HIV/AIDS, which has already caused the breaking of patent privileges, is an emblematic case of IBSA cooperation, because India possesses the greatest generic drugs industry in the world, and Brazil and South Africa carry out mass treatment programmes, said Mariángela Simao, the head of the Brazilian Programme of Prevention and Control of Sexually Transmitted Diseases (STD) and AIDS.
This exemplary government programme guarantees universal access to state-of-the-art antiretroviral medication, free of charge, for all HIV-positive patients who need them.
At present 185,000 people receive the cocktail of antiretroviral drugs, only one of which is imported from India. An estimated 600,000 people in Brazil are living with the AIDS virus.
South Africa has about 200,000 HIV-positive people receiving treatment, but an estimated one million people need the medication, Simao said. Progress has been made in recent years, but patients must pay for the drugs.
India provides drugs to the developing world, but distributes few to its own population, among whom 3.8 million people are infected with HIV.
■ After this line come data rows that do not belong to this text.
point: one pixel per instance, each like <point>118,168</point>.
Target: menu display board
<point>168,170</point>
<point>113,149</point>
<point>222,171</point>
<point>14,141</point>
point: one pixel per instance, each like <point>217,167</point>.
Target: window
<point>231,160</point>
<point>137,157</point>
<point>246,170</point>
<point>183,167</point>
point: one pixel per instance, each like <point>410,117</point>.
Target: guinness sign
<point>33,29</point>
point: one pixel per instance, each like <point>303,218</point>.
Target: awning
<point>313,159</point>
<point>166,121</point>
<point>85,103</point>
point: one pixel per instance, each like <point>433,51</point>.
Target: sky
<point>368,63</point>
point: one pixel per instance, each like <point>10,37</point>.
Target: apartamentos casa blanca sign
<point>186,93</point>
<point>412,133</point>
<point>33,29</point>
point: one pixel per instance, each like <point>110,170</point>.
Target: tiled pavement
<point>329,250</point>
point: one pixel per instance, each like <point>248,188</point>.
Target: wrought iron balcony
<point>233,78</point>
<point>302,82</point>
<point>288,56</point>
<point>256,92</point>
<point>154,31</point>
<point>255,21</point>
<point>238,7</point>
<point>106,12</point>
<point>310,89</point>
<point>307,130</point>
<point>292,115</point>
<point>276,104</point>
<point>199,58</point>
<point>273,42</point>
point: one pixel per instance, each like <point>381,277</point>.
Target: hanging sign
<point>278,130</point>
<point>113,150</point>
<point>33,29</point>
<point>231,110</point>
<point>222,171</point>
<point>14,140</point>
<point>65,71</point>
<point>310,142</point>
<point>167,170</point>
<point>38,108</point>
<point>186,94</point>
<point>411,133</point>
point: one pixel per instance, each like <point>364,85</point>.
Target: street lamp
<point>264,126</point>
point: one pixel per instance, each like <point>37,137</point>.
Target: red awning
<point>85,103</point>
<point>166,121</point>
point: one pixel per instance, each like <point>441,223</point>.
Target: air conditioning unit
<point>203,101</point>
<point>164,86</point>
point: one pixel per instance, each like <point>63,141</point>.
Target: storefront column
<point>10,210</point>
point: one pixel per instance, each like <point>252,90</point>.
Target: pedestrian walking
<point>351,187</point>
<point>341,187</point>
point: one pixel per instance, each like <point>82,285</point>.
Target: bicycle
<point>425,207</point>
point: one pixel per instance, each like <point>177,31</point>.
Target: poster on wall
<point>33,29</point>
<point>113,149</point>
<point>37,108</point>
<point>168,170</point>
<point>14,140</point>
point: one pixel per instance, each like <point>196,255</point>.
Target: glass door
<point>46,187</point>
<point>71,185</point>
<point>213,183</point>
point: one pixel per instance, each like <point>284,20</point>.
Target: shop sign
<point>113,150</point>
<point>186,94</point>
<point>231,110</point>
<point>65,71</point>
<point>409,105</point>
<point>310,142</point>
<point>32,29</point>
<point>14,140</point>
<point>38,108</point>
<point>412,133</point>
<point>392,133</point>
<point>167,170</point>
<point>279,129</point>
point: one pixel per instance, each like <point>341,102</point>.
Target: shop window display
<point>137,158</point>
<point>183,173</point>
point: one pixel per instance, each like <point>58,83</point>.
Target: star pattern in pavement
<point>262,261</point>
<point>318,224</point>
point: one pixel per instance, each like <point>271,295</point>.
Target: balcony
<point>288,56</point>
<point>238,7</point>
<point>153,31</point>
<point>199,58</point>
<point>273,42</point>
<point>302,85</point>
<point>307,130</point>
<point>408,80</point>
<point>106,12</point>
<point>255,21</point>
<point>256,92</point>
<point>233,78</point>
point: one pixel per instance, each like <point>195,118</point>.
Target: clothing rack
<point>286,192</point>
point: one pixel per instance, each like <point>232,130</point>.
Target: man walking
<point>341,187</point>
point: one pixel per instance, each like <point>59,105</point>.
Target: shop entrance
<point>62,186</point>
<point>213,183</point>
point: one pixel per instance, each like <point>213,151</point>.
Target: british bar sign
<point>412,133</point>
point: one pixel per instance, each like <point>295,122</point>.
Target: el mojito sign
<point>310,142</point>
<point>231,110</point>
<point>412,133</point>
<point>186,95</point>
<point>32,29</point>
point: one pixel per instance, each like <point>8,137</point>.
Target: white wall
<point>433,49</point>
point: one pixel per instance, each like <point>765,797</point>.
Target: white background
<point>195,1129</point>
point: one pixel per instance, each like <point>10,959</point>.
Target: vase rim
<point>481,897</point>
A technological cooperation network to combat HIV/AIDS, created in 2004, now has eight developing countries as members. It is devoted to reducing dependence on the industrialised North, producing more generic drugs and reducing the cost of antiretroviral medications. India and South Africa were founder members but have since left.
In addition to the sectoral cooperation that is under way, the IBSA Forum has also helped boost trilateral trade.
Trade between Brazil and India has more than tripled since 2003, to 3.1 billion dollars in 2007. Growth of trade between Brazil and South Africa has been slightly lower.
India and South Africa represent only 1.9 percent of Brazil s foreign trade, but that proportion has doubled since 2000, indicating there may be unexploited potential for further growth.
Such a rate of expansion is inconsistent with the alleged lack of complementarity between the three economies, dwelt on by critics of the Third World ideology that IBSA stands for, who are calling for a return to foreign policies that have already failed.
International conditions and developing countries have changed enormously, opening up possibilities for cooperation that cannot be compared to previous South-South initiatives that were attempted over half a century ago, Monserrat at the Foreign Ministry told IPS.
The three countries have made advances in sectors such as biotechnology and nanotechnology and, separately, in areas like biofuels and tropical agriculture in Brazil, and information technology in India.
Cooperation, exchange and trade will not only reduce dependence on the North, but also increase the productivity and competitiveness of the IBSA group of countries, Monserrat said.